To Shoot the Moon in Hearts a player must win all the tricks that have Hearts as well as the Queen of Spades. In a normal game, each Heart is 1 point and the Queen of Spades 13. These get added to a player’s score on the way to 100pts. First one to 100pts ends the game, loses and the other scores determine the winner. If you Shoot the Moon, instead of taking 26 points you give 26 points to all of the other players.
The fear is trying to Shoot the Moon and missing by one Heart. Then all you’ve done is add 25 points to your score.
For the first time ever I was dealt a hand good enough (read: bad enough) to attempt Shooting the Moon. I had almost every face card and the ones I didn’t get in the deal my kid passed to me as you must do on certain hands. It was a no brainer. Even still my palms were sweaty and I was twitching like I might mess it up. If I did I would have lost and passed 100pts. Despite my wild younger days I’m a real granny about risk these days. I came out fine and Shot the Moon. Woohoo!

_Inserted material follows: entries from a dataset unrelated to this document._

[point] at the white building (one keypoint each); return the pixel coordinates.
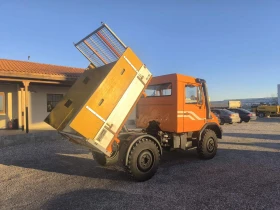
(26, 90)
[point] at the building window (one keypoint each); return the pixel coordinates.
(52, 101)
(159, 90)
(2, 102)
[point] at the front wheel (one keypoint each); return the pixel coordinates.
(208, 145)
(143, 159)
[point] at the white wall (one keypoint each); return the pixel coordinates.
(38, 105)
(11, 103)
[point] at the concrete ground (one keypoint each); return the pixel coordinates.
(57, 174)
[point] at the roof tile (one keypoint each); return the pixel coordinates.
(19, 68)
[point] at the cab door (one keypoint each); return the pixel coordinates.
(194, 108)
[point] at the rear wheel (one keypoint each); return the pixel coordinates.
(104, 160)
(143, 159)
(208, 145)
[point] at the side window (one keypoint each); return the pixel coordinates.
(2, 102)
(193, 94)
(159, 90)
(52, 101)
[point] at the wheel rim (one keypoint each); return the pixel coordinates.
(145, 160)
(210, 145)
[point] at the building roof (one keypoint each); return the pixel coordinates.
(27, 69)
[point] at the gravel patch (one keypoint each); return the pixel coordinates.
(61, 175)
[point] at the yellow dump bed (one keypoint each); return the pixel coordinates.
(99, 102)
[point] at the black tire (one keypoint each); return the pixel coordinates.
(143, 160)
(104, 160)
(208, 145)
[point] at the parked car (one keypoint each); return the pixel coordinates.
(227, 116)
(244, 114)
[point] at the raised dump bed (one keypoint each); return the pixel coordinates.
(97, 105)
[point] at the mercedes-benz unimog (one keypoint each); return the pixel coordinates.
(173, 110)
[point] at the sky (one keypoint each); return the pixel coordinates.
(233, 45)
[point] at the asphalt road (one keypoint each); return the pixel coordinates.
(245, 174)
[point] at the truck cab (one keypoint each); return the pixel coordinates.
(178, 102)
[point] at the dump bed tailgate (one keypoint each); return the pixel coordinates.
(99, 102)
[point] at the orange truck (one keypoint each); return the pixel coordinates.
(172, 111)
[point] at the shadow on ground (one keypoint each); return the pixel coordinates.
(106, 199)
(254, 135)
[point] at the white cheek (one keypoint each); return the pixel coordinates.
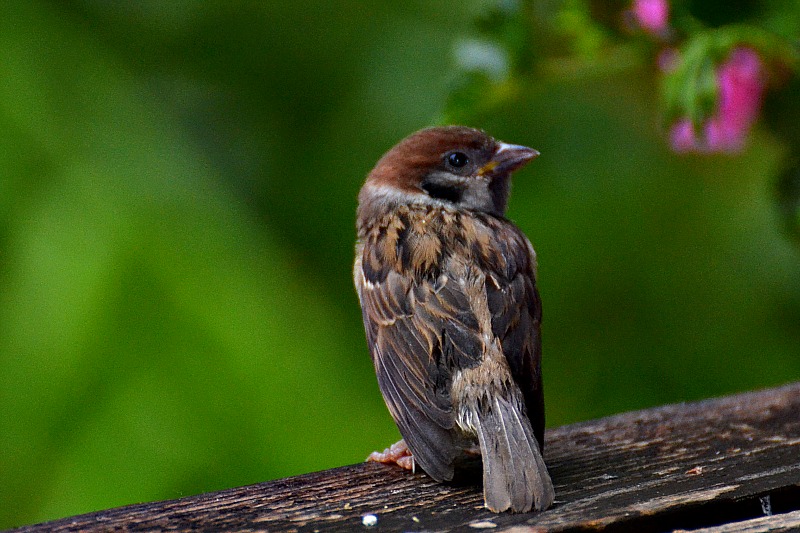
(390, 196)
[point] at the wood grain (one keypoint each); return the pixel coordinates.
(716, 464)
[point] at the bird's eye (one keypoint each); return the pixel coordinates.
(457, 159)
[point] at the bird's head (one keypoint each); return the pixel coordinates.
(452, 166)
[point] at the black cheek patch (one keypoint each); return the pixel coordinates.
(442, 192)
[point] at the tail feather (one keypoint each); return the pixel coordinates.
(514, 474)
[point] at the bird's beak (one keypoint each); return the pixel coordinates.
(507, 158)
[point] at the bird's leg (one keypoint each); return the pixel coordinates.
(398, 453)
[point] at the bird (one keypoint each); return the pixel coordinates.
(452, 314)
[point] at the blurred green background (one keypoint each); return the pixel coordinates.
(178, 183)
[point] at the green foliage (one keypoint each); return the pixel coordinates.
(177, 196)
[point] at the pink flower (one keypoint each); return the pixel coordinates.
(652, 15)
(740, 82)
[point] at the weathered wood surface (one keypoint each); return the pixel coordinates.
(716, 464)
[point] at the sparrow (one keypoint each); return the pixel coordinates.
(452, 315)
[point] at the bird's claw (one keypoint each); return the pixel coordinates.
(398, 453)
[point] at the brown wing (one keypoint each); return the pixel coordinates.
(419, 331)
(516, 317)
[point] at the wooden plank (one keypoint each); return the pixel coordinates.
(686, 466)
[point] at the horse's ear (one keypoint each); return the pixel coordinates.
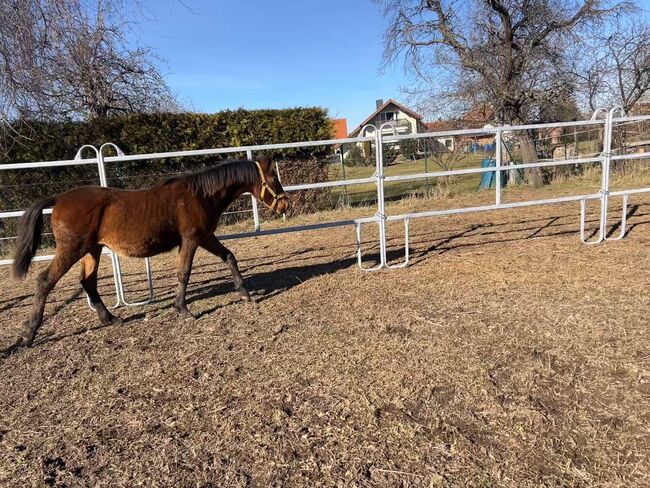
(264, 160)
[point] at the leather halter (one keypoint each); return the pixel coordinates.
(266, 188)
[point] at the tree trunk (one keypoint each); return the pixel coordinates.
(532, 176)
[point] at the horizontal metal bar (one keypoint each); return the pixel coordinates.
(298, 228)
(48, 164)
(18, 213)
(45, 257)
(454, 211)
(628, 192)
(491, 130)
(631, 118)
(469, 171)
(621, 157)
(328, 184)
(230, 150)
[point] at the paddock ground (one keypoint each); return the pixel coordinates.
(507, 354)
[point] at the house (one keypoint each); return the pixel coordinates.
(340, 127)
(401, 119)
(443, 126)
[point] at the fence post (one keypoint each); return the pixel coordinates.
(101, 170)
(498, 166)
(256, 214)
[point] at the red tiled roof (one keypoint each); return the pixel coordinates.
(404, 109)
(440, 125)
(340, 128)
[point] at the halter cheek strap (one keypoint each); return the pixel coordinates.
(266, 188)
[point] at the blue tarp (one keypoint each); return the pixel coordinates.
(488, 180)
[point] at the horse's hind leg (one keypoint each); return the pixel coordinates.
(212, 245)
(88, 279)
(59, 266)
(185, 258)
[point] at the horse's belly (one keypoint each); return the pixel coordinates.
(139, 249)
(136, 232)
(142, 244)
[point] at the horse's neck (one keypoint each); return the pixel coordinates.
(218, 203)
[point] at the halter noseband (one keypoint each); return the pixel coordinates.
(266, 187)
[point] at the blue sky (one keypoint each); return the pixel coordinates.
(273, 54)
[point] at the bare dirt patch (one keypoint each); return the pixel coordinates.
(508, 355)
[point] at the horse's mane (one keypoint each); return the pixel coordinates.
(213, 179)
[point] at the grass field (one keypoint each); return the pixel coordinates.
(506, 355)
(358, 194)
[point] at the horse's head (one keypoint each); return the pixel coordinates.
(269, 191)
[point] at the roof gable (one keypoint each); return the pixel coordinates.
(388, 102)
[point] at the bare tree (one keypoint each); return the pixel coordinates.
(617, 71)
(70, 59)
(509, 54)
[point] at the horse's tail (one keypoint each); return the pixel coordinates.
(29, 236)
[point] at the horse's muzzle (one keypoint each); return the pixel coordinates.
(282, 206)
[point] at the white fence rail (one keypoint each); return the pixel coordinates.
(381, 217)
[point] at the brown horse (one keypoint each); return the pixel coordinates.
(181, 211)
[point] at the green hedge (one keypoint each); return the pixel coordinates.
(162, 132)
(147, 133)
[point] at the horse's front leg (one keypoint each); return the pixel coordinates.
(185, 258)
(212, 245)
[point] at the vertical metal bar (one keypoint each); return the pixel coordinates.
(117, 271)
(381, 204)
(256, 213)
(498, 166)
(607, 158)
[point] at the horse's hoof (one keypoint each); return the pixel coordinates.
(184, 313)
(112, 320)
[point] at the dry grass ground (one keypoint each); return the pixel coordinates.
(507, 354)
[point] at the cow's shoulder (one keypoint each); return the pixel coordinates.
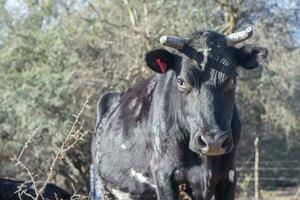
(105, 102)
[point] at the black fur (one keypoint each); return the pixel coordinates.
(146, 142)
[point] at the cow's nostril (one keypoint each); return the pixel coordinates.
(201, 141)
(226, 143)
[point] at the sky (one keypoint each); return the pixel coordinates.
(19, 10)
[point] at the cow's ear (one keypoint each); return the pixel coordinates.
(159, 60)
(250, 56)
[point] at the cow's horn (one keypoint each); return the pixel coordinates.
(237, 37)
(172, 41)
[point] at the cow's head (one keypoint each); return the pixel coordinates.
(205, 65)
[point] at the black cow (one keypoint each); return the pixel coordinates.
(179, 127)
(9, 191)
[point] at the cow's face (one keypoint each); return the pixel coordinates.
(205, 68)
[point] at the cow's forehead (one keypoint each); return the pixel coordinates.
(206, 39)
(217, 61)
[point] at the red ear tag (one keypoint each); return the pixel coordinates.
(162, 65)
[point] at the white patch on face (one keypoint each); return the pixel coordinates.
(133, 103)
(231, 175)
(140, 177)
(121, 195)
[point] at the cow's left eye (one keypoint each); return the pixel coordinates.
(183, 86)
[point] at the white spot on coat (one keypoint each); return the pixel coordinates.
(120, 195)
(231, 175)
(140, 177)
(133, 103)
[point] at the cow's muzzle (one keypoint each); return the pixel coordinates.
(215, 145)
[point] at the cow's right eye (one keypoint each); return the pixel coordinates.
(183, 86)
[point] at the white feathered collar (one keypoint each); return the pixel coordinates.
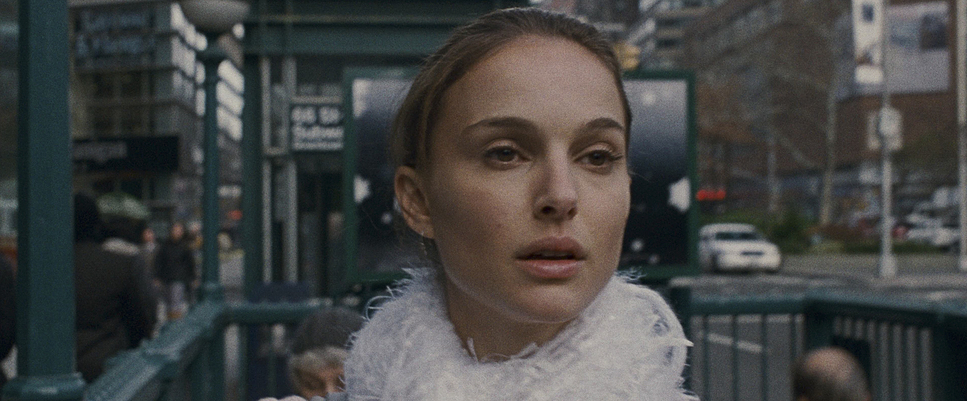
(627, 345)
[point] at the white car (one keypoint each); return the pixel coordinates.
(736, 247)
(945, 236)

A few hands later, my kid accidentally did the same thing. We were all so busy trying to count cards that no one noticed, not even the child who was doing it, that this child was gathering all the cards they needed to shoot the moon. Not until we started counting points did we realize they had gathered all the points. Everyone got a good laugh from that and this child won the game because of this happy accident.
Fear and risk in life are similar, aren’t they? Sometimes we go in fully knowledgeable about the level of risk and with planning, work and luck things materialize. Other times we plow into a minefield with blackout glasses on, navigate it and don’t realize what we’ve done until after. And then there are those times where it’s a mix.
The big thing is embracing fear and risk because you’re going nowhere without a little of each. Know when to stir the pot and know when to let it sit. The only advice on how to read that is time and experience. But the best advice is don’t avoid it. Gather that time and experience. It will look like a lot of failure but failure is applied knowledge learning. On the other side is vision.
The magic happens in the heart palpitations of ‘what the hell did I get myself into?’. Trust me.